Most notably, populist leaders hoping to ride the anti-establishment sentiment that led to Brexit and Donald Trump’s presidential victory in the U.S. failed to win elections in France and the Netherlands.

“A stellar end to 2017 for the eurozone rounded off the best year for over a decade, continuing to confound widely-held fears that rising political uncertainty would curb economic growth,” said Chris Williamson, the firm’s chief business economist.

What’s particularly encouraging for the eurozone, which has spent much of the past decade in crisis mode, is that the growth is broad-based across countries and not just isolated to powerhouse Germany. With previous laggards such as Ireland and Italy showing momentum, there’s renewed belief that the currency bloc has got past its debt crisis and is in a growth cycle that will cut into unemployment. Hiring is running at a 17-year high rate, according to IHS Markit.

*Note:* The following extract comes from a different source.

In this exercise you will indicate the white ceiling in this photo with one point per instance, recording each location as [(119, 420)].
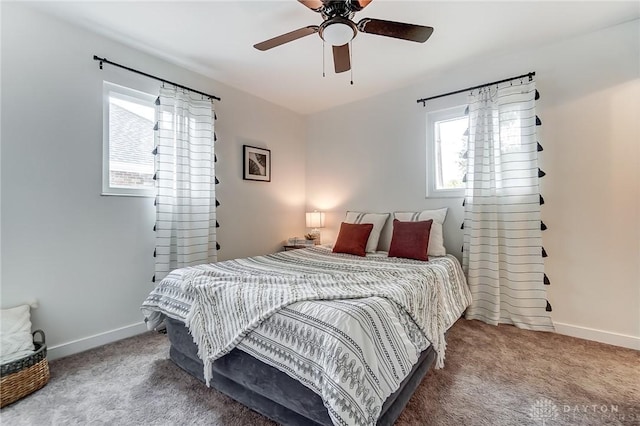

“New work is flowing to companies at a rate not seen for a decade and backlogs of uncompleted work are
rising sharply,” Williamson said.

While the economic backdrop has transformed over the past few months, it has not boosted wages much. One big question for the year ahead is whether rising prices largely linked to higher oil prices work through to the wider economy and, alongside falling unemployment, push wages higher.

That should help consumer price inflation edge up toward the European Central Bank’s goal of just below 2 percent.